Museum director resigns

After 21 years, Woods to take it eary, refocus life

After 21 years, Woods to take it eary, refocus life

August 01, 2003|by MARLO BARNHART

After 21 years as director of the Washington County Museum of Fine Arts, Jean Woods has decided to take it easy for a while and refocus her life.

Thursday was Woods' last day in the post she held since 1982. But her legacy of acquiring fine works of art, inspiring both artists and patrons while attracting the public to the City Park landmark will live on.

"I like doing research and I've always been interested in art history," Woods said.

Woods said she may even dust off her writing skills, honed in an early career as an editor with Harper and Row Publishers.


With an undergraduate degree from Baylor University and master's in journalism/mass communications from the University of South Carolina, Woods, 56, got into the art profession through a heritage of art appreciation. And her keen eye and discerning taste haven't gone unnoticed over the years.

"Jean has guided this museum with total dedication, unswerving loyalty and sound artistic knowledge," said Spence Perry, president of the museum's board of trustees, who said he accepted Woods' resignation with much regret.

The search already is on for a new director.

During Woods' tenure, the museum was reaccredited twice, most recently by the American Association of Museums in 2001.

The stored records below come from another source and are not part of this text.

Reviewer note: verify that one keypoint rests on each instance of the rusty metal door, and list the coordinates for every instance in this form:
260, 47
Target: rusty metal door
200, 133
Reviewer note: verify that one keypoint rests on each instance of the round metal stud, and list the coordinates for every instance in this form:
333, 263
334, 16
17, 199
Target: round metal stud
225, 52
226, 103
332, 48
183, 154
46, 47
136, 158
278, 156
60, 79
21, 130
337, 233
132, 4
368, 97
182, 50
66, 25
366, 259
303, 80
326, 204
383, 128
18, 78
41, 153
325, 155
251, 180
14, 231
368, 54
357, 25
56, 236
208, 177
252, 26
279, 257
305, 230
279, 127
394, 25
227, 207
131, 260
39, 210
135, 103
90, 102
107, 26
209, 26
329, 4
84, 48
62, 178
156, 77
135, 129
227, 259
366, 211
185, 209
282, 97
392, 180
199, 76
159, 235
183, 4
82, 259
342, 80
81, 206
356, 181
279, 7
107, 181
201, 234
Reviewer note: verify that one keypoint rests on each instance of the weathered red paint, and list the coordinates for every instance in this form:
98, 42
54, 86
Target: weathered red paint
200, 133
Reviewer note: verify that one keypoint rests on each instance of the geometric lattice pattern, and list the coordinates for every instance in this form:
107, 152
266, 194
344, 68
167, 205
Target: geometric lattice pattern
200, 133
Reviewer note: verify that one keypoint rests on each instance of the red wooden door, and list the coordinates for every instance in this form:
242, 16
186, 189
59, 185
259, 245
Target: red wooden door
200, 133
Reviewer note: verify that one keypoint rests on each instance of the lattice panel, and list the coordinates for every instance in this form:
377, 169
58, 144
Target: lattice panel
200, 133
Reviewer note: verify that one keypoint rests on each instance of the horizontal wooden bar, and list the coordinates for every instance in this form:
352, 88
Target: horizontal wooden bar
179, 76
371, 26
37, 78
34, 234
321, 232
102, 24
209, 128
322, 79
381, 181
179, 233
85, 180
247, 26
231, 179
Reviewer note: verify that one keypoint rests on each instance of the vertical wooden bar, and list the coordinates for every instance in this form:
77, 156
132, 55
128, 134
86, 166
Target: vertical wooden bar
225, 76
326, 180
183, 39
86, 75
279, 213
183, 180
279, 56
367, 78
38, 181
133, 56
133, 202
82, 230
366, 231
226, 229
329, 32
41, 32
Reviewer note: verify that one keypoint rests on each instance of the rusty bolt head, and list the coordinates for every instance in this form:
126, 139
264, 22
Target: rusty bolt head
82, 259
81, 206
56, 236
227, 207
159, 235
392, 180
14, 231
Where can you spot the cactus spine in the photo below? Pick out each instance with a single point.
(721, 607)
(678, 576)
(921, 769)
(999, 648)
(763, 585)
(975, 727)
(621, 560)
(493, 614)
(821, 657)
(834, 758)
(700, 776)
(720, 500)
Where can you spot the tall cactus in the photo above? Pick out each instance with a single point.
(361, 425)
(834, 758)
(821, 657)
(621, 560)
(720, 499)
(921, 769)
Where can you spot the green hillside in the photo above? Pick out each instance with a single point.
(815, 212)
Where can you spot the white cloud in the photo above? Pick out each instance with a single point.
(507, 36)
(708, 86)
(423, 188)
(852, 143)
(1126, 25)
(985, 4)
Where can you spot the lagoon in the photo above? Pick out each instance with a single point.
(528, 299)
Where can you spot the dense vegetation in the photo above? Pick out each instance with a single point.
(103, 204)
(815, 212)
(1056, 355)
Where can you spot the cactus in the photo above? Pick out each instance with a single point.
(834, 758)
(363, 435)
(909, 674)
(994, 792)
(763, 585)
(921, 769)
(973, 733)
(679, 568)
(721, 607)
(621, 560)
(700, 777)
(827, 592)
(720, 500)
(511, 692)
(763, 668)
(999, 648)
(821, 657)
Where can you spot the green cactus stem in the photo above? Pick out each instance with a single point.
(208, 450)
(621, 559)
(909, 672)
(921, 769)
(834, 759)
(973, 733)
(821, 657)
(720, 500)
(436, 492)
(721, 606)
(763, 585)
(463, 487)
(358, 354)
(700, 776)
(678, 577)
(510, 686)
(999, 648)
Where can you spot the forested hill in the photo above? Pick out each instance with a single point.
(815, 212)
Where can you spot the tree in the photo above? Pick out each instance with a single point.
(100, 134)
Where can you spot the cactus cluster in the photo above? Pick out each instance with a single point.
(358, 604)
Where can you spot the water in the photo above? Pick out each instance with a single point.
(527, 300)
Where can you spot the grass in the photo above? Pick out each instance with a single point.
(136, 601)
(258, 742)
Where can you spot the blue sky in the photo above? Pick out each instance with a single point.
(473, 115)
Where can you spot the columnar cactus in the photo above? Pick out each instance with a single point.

Founded by Hagerstown native Anna Brugh Singer and her husband, artist William Henry Singer Jr., the museum was incorporated in 1929. The museum has more than 71,000 visitors per year, Woods said.

Expanded several times over the years, the fine arts museum's primary focus is on 19th-century and early 20th-century American art, but its 12 galleries showcase a collection of 7,000 works that include old masters as well as contemporary works.

There are works from Europe, Asia and Africa, as well as decorative arts.

In addition to the increase in the art collection during Woods' tenure, the museum's donor base has grown to include art collectors from New England to California. Donations and bequests have increased, with Woods adding more than 15 endowment funds.

Perry said the endowment has grown from $281,000 to more than $4 million.

"We have a fabulous collection for a small museum," Woods said. "It's a lot of work, but we have wonderful treasures."

The museum is open Tuesday through Saturday from 10 a.m. to 5 p.m. and Sunday from 1 to 5 p.m. Admission is free.